FluxML / Optimisers.jl

Optimisers.jl defines many standard optimisers and utilities for learning loops.
https://fluxml.ai/Optimisers.jl
MIT License
74 stars 22 forks source link

Transparent handling of tied weights #100

Closed ToucheSir closed 2 years ago

ToucheSir commented 2 years ago

This makes Leaf a mutable type so that tied weights are represented by the same leaf instance.

Although only mutable array types are automatically detected as tied, one can also tie immutable parameters by manually creating shared Leafs.

The test suite is practically the same as #42, with some slight modifications since there is no equivalent to Tied in this PR.

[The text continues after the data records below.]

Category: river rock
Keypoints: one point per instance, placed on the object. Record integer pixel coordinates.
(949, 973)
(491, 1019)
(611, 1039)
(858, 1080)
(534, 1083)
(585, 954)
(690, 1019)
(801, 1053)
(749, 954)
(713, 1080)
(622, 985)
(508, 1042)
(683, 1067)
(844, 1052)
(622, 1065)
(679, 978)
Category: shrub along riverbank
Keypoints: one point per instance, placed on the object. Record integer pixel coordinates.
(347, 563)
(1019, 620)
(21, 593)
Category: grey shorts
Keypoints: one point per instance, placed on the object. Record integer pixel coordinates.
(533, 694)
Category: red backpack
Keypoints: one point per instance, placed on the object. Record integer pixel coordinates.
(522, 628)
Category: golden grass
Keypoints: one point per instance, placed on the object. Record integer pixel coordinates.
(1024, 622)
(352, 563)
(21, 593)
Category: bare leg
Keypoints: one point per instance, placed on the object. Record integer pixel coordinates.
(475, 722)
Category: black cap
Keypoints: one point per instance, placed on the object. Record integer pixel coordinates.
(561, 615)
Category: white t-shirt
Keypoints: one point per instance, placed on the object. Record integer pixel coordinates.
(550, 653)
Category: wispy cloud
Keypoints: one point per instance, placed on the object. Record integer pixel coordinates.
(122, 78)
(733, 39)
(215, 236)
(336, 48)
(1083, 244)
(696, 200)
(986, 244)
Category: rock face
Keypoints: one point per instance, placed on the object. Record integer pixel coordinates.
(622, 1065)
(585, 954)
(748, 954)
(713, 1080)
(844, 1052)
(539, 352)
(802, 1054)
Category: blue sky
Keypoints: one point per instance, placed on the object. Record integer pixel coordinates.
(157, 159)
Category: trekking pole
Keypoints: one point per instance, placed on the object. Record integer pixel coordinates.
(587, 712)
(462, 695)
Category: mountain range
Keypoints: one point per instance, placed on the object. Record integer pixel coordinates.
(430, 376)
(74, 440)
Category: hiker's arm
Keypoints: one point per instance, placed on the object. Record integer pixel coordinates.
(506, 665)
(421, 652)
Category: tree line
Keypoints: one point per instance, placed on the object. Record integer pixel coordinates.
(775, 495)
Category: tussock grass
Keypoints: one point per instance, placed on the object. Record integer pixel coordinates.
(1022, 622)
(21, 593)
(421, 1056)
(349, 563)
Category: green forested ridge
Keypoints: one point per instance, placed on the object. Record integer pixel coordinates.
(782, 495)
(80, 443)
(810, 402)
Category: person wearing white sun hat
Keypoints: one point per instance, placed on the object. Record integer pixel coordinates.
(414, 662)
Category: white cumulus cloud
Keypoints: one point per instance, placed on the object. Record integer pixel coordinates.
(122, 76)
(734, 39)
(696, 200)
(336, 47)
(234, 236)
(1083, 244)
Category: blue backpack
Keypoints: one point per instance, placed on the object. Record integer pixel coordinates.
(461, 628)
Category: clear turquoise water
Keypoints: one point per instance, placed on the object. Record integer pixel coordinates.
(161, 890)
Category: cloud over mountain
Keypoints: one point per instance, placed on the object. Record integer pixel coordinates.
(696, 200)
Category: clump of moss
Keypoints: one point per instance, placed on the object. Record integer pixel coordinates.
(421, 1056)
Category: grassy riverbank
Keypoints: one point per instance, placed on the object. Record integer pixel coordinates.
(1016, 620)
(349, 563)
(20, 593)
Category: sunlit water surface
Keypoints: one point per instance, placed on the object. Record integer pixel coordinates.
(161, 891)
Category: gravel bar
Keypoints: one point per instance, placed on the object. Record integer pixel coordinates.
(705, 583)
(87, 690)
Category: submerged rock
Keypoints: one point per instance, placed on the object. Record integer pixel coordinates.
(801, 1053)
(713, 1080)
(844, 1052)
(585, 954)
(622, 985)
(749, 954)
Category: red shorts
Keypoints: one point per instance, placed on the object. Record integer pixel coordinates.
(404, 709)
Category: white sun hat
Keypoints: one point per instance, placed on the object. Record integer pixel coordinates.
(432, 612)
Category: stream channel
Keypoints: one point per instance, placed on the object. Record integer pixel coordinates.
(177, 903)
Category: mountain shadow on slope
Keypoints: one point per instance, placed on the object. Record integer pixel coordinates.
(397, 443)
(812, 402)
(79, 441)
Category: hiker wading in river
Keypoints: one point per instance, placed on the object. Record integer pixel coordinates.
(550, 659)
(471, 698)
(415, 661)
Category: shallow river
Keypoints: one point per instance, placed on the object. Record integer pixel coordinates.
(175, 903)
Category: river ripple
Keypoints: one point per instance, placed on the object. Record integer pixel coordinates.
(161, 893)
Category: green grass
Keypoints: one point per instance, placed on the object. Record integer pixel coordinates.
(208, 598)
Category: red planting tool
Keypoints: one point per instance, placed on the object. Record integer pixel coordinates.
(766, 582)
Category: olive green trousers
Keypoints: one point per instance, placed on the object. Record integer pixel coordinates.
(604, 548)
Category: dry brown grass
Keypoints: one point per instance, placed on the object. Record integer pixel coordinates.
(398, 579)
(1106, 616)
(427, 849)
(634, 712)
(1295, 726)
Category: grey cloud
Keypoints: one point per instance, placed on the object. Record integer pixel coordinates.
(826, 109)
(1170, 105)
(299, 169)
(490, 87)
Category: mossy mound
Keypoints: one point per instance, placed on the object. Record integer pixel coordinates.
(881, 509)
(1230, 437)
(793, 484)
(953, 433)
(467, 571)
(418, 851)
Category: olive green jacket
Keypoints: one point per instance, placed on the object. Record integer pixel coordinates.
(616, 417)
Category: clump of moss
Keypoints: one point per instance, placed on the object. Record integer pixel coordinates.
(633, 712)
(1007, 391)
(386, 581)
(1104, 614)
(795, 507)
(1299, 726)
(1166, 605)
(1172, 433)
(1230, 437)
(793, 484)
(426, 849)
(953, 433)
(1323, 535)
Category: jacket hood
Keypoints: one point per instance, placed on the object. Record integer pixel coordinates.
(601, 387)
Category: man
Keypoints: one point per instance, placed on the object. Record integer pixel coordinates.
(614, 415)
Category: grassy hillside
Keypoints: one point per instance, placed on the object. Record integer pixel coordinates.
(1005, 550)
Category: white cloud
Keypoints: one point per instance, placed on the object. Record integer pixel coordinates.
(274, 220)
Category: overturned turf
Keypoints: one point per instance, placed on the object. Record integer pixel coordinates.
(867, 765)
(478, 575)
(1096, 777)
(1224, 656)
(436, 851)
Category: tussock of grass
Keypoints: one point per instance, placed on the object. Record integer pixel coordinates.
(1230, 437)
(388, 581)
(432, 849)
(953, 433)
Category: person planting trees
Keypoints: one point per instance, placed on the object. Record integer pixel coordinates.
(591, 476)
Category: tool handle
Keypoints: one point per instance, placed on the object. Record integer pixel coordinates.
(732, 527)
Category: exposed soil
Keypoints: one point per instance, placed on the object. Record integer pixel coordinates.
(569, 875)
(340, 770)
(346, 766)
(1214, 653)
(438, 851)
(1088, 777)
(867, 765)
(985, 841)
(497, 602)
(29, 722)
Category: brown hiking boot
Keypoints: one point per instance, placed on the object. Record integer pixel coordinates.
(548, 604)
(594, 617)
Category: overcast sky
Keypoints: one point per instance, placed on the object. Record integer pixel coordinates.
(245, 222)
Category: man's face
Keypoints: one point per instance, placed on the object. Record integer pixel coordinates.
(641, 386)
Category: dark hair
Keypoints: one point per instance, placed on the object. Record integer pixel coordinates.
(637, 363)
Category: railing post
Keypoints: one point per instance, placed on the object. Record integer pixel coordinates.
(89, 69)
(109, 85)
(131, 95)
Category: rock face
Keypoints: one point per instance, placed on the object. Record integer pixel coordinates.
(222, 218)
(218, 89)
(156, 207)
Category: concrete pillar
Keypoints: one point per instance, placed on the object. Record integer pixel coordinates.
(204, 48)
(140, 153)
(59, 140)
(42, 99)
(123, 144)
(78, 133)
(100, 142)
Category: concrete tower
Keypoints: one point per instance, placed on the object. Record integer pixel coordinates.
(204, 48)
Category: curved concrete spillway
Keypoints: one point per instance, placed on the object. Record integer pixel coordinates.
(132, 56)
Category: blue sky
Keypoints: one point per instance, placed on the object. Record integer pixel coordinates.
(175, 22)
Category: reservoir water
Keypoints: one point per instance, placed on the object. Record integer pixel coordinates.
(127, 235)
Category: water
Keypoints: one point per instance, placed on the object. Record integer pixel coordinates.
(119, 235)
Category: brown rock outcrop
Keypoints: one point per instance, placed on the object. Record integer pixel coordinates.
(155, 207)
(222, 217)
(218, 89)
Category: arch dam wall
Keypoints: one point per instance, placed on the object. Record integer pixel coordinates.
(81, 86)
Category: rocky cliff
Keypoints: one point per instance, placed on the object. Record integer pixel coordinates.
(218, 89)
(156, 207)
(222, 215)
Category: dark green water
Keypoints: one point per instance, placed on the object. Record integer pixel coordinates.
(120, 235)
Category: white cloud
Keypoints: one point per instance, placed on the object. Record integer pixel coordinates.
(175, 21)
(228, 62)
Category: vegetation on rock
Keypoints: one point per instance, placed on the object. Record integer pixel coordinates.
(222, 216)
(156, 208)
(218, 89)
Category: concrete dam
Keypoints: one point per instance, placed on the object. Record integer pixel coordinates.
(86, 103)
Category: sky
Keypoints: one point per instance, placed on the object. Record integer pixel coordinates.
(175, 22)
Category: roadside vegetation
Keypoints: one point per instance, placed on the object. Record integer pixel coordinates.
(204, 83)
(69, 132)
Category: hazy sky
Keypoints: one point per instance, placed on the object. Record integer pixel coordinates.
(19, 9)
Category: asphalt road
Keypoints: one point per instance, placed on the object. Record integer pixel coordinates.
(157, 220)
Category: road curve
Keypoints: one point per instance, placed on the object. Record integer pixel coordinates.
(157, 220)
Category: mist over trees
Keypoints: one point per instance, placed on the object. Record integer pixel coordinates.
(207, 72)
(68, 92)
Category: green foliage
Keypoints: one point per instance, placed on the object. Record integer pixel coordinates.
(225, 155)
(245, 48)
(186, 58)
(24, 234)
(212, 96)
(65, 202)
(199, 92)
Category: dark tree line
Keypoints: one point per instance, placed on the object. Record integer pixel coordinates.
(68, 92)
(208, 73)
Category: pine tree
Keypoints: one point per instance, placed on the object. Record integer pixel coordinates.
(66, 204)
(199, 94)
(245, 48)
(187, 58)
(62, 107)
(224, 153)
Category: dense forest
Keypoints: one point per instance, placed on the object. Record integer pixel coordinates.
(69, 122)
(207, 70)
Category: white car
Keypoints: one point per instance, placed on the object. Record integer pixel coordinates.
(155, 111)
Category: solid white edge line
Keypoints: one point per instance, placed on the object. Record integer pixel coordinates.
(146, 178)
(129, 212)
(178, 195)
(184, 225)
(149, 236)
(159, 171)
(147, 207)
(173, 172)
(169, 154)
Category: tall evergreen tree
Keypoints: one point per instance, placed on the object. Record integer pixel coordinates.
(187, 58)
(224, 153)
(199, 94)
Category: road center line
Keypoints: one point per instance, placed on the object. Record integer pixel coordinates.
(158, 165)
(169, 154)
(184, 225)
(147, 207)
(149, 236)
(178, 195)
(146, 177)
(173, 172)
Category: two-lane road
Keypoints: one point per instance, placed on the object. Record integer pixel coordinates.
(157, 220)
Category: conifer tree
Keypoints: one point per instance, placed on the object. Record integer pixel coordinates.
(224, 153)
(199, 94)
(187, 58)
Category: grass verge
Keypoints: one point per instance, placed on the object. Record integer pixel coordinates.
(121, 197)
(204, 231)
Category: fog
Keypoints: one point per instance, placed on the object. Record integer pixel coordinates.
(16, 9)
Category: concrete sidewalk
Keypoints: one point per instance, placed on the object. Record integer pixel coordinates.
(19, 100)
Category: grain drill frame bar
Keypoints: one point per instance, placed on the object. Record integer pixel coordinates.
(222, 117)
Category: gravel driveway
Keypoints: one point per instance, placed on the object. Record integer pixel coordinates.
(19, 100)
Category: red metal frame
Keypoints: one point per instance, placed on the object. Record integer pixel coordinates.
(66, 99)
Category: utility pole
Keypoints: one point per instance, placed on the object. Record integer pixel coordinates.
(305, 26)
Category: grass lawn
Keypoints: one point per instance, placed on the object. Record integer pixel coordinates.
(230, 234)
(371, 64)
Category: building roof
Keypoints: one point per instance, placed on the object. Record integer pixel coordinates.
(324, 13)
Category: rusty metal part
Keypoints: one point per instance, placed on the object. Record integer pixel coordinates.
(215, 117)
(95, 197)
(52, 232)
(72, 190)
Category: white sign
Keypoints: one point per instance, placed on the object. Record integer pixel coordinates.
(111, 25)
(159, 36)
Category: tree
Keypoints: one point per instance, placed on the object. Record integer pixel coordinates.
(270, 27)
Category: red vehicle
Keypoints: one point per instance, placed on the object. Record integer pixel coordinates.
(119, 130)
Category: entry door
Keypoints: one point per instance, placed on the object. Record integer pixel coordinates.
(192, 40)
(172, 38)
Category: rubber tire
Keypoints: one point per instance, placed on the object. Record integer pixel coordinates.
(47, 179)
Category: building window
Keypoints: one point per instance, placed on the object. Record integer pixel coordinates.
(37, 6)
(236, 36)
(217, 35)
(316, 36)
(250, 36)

ToucheSir commented 2 years ago

Doctests appear to be picking up changes on master that aren't present on this branch, is that expected? I can't tweak the test because it doesn't exist here!

mcabbott commented 2 years ago

Here's an evil case for shared parameters:

mutable struct MutTwo; x; y; end
Functors.@functor MutTwo

tmp = MutTwo([1.0], [2.0])
model = (a=tmp, b=tmp, c=MutTwo(tmp.x, tmp.y))
state = Optimisers.setup(Momentum(), model)

model.a === model.b
model.a !== model.c  # fields are identified, but struct is not

state.a.x === state.b.x
state.a === state.b
state.a === state.c  # unavoidable, but means we can't use Leaf ID alone?

mgrad = (a=(x=[1.], y=[10.]), b=(x=[100], y=[1000]), c=(x=[1/3], y=[1/30]))
state2, model2 = Optimisers.update(state, model, mgrad)
model2.a === model2.b
model2.a !== model2.c 

The state of all 3 components is (x=Leaf(...), y=Leaf(...)). A cache which is IdDict{Leaf,Any} can't identify the two structs. A cache which also stores higher levels of the state tree will instead identify all three structs.

One answer here is to store tuples (x, Leaf(...)). Then identifying the Leafs can be used as a trick to tie StaticArray parameters. But cannot tie Array parameters (which aren't already tied by ===).

ToucheSir commented 2 years ago

I don't think we ever guaranteed model.a !== model.c => state.a !== state.c. model2.a !== model2.c after an update seems more like a bug rather than an intrinsic limitation? If x and y are === for all 3 components, then this should just work. I had to read the comments in #106 for context. We weren't preserving identity at higher levels before, so I think that is orthogonal to the issue of tied leaves. It would be nice if we could though, which I see has been done there.